Pertanyaan:
Assalamu ‘alaikum wr. wb.
Saya ingin bertanya mengenai hukum debat dalam Islam, terkait dengan hadits, “orang yang paling dibenci oleh Allah swt adalah orang yang paling keras debatnya” (HR. al-Bukhari, no 4523; Muslim no. 2668). Debat yang seperti apa yang dilarang? Bagaimana dengan debat sebagai rangkaian untuk menguji thesis atau hipothesis? Dalam terminologi Bahasa Inggris adalah perbedaan to debate dan to argue, yang dalam Bahasa Indonesia diartikan sama sebagai debat. Terminologi manakah yang dimaksud di dalam hadis tersebut? Terima kasih.
Wassalamualaikum wr. wb.
Ariko andikabina (disidangkan pada Jum’at, Jumat, 11 Muharram 1440 H / 21 September 2018 M)
Jawaban:
Wa ‘alaikumus salam wr. wb.
Terima kasih atas pertanyaan yang telah saudara ajukan, kami akan mencoba menjawabnya dan semoga dapat memberi pencerahan.

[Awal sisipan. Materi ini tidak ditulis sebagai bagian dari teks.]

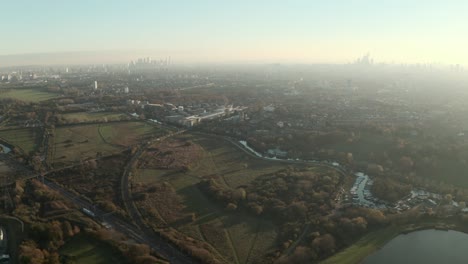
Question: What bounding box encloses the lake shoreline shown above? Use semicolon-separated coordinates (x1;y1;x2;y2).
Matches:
319;219;468;264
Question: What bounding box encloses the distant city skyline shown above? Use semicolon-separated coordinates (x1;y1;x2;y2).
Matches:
0;0;468;66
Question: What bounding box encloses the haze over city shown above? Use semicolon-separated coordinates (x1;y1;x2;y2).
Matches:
0;0;468;65
4;0;468;264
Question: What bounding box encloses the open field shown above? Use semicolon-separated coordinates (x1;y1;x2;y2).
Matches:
0;89;58;102
61;112;127;123
0;128;40;154
50;122;166;164
321;226;402;264
134;135;308;263
60;235;122;264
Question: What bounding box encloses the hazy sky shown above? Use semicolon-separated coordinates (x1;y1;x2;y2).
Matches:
0;0;468;65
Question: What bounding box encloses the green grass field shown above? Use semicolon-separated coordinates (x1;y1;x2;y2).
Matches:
61;112;127;123
0;89;58;102
50;122;166;165
0;128;39;154
59;235;122;264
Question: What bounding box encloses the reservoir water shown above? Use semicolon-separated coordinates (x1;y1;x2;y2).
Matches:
363;230;468;264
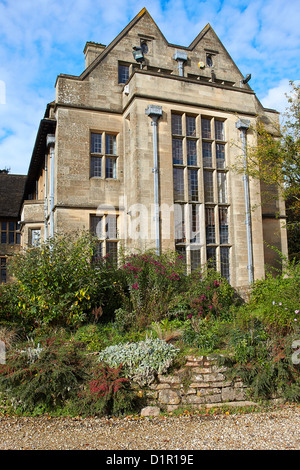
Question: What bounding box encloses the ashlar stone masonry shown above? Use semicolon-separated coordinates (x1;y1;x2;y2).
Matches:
142;356;252;415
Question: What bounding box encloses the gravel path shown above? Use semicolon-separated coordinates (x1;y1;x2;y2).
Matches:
0;405;300;451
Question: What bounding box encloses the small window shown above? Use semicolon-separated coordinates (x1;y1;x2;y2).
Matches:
119;64;129;83
201;118;211;139
0;220;20;245
188;170;198;201
203;171;215;202
105;134;117;155
215;121;225;140
90;214;118;263
91;132;117;179
219;207;228;245
173;168;184;201
174;204;185;243
206;246;217;269
220;246;230;282
202;142;212;168
105;157;117;179
172;114;182;135
187;139;197;166
30;228;41;247
141;41;149;54
186;116;196;137
0;256;6;284
206;54;213;67
190;249;201;271
216;144;225;169
91;133;102;153
205;207;216;245
172;139;183;165
190;204;200;243
217;171;227;204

Dalam Kamus Besar Bahasa Indonesia pengertian debat adalah pembahasan dan pertukaran pendapat mengenai suatu hal dengan saling memberi argumen untuk mempertahankan pendapat masing-masing. Adapun di dalam al-Quran, berkenaan dengan debat terdapat keterangan dalam firman Allah,
اُدْعُ إِلَىٰ سَبِيلِ رَبِّكَ بِالْحِكْمَةِ وَالْمَوْعِظَةِ الْحَسَنَةِ ۖ وَجَادِلْهُم بِالَّتِي هِيَ أَحْسَنُ ۚ إِنَّ رَبَّكَ هُوَ أَعْلَمُ بِمَن ضَلَّ عَن سَبِيلِهِ ۖ وَهُوَ أَعْلَمُ بِالْمُهْتَدِينَ [النحل، 16: ١٢٥].

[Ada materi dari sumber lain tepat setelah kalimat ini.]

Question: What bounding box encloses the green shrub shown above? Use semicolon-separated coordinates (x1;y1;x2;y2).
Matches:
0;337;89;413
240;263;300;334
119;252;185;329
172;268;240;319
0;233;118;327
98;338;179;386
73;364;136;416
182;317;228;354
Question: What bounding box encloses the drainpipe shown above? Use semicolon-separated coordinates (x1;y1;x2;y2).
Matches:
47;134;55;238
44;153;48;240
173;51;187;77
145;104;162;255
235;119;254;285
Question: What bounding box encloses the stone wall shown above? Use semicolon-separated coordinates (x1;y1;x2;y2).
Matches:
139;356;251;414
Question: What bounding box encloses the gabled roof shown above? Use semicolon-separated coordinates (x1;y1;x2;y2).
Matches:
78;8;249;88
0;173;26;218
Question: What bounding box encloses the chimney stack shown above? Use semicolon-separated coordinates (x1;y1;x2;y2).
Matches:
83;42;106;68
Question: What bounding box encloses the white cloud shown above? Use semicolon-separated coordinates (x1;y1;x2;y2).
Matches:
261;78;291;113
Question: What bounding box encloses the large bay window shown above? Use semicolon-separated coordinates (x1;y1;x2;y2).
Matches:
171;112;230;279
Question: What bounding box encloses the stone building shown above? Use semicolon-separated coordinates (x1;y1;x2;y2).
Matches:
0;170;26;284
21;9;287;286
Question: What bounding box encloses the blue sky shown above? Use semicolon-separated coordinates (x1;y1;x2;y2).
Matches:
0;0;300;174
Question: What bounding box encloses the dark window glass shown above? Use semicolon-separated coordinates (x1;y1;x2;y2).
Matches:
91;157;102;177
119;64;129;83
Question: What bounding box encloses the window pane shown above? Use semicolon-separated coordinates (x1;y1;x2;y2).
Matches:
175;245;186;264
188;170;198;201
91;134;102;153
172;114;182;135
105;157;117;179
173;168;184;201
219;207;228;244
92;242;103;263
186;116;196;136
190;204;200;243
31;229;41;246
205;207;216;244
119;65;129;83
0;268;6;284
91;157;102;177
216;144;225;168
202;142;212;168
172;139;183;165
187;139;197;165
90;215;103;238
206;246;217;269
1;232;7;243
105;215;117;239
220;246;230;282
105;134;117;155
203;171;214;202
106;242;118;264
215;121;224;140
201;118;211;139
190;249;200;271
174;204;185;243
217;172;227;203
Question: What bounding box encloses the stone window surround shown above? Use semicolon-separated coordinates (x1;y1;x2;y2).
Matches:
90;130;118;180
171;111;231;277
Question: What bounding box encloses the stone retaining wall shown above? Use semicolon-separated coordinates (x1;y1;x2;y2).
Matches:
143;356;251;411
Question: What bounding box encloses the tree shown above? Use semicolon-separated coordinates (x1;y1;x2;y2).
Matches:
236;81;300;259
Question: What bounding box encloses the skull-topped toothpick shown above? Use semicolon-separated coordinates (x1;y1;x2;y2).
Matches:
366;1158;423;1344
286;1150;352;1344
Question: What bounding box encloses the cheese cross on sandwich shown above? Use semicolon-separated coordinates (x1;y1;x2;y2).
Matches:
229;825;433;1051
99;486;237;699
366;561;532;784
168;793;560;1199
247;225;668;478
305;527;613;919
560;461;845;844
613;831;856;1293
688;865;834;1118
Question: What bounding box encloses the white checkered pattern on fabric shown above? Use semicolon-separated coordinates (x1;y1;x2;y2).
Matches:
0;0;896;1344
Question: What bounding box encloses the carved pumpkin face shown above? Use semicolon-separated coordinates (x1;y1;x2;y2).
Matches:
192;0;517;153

Serulah (manusia) kepada jalan Tuhan-mu dengan hikmah dan pelajaran yang baik dan debatlah mereka dengan cara yang baik. Sesungguhnya Tuhanmu Dialah yang lebih mengetahui tentang siapa yang tersesat dari jalan-Nya dan Dialah yang lebih mengetahui orang-orang yang mendapat petunjuk [QS. an-Nahl [16]: 125].
Penjelasan mengenai kalimat وَجَادِلْهُم dalam kitab tafsir Ibnu Katsir ( jilid II halaman 737) adalah bahwasanya seseorang yang mengajukan alasan dalam berdebat dan membantah hendaklah dilakukan dengan cara yang baik dan lemah lembut dalam berbicara.

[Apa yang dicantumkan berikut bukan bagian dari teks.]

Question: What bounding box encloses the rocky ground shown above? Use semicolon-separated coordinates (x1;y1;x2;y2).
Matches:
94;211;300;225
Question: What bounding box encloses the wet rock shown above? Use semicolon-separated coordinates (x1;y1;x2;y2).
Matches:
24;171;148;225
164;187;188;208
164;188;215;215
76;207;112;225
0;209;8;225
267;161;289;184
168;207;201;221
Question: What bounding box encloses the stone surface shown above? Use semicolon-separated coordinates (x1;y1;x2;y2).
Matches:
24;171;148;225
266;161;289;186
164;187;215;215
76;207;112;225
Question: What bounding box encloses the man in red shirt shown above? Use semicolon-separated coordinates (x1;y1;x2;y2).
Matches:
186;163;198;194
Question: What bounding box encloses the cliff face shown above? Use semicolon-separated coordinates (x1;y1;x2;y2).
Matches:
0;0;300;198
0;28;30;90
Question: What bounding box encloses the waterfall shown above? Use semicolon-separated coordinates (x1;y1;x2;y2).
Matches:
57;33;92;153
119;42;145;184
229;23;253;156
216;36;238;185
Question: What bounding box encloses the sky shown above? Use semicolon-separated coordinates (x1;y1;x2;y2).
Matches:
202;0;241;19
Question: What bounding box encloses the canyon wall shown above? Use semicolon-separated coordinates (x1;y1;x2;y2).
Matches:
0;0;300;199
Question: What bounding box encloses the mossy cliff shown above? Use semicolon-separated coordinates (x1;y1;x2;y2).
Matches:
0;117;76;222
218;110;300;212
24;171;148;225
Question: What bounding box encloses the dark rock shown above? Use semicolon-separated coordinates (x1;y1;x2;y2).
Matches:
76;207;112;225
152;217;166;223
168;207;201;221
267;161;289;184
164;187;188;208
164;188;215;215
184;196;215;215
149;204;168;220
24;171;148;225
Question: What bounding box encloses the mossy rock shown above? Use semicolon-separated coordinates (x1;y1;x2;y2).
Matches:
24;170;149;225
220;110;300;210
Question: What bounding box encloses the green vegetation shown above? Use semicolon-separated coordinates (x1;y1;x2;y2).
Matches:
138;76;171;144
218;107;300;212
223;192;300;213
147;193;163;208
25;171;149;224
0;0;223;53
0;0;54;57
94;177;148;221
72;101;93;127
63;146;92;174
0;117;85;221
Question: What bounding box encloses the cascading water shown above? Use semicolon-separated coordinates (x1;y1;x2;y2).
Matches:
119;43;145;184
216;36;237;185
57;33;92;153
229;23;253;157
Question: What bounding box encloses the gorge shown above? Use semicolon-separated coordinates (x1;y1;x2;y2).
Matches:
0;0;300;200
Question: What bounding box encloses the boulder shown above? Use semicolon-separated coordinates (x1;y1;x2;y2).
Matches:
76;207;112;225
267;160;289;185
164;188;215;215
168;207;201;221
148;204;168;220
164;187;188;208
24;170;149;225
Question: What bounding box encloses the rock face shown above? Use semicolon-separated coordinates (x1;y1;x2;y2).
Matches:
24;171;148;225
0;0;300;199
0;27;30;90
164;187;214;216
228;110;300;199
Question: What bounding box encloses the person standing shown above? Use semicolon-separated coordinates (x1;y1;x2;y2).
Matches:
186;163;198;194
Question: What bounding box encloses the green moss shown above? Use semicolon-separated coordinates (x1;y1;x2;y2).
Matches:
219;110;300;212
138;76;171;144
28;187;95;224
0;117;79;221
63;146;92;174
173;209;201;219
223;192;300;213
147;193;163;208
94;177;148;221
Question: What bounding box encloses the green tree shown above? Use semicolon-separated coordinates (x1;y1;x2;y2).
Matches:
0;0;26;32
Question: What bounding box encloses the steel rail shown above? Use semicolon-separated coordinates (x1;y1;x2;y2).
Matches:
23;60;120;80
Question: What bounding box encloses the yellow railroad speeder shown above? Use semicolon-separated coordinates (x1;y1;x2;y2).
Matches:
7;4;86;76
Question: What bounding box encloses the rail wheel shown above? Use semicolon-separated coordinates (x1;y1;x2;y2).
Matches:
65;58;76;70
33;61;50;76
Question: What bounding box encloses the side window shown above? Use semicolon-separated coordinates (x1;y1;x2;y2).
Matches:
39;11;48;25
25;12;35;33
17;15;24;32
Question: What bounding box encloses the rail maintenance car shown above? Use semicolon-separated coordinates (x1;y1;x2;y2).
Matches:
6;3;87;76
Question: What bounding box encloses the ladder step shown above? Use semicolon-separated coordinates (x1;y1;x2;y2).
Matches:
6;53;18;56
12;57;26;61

Sementara itu, pada ayat lain disebutkan,
فَقُولَا لَهُ قَوْلًا لَّيِّنًا لَّعَلَّهُ يَتَذَكَّرُ أَوْ يَخْشَىٰ [طه، ٢٠: ٤٤[.
Berbicaralah kamu (Musa) berdua kepadanya (Fir’aun) dengan kata-kata yang lemah lembut, mudah-mudahan dia sadar atau takut [QS. Thaha (20): 44].
Ayat tersebut menceritakan tentang perdebatan antara Nabi Musa dengan Fir’aun. Dalam hal ini terdapat pelajaran penting bahwasanya Nabi Musa tetap diperintahkan untuk menyampaikan risalah Allah kepada Fir’aun dengan menggunakan tutur kata yang lemah lembut dan sopan santun, walaupun di sisi lain Fir’aun itu termasuk pembangkang dan sombong terhadap perintah Allah swt.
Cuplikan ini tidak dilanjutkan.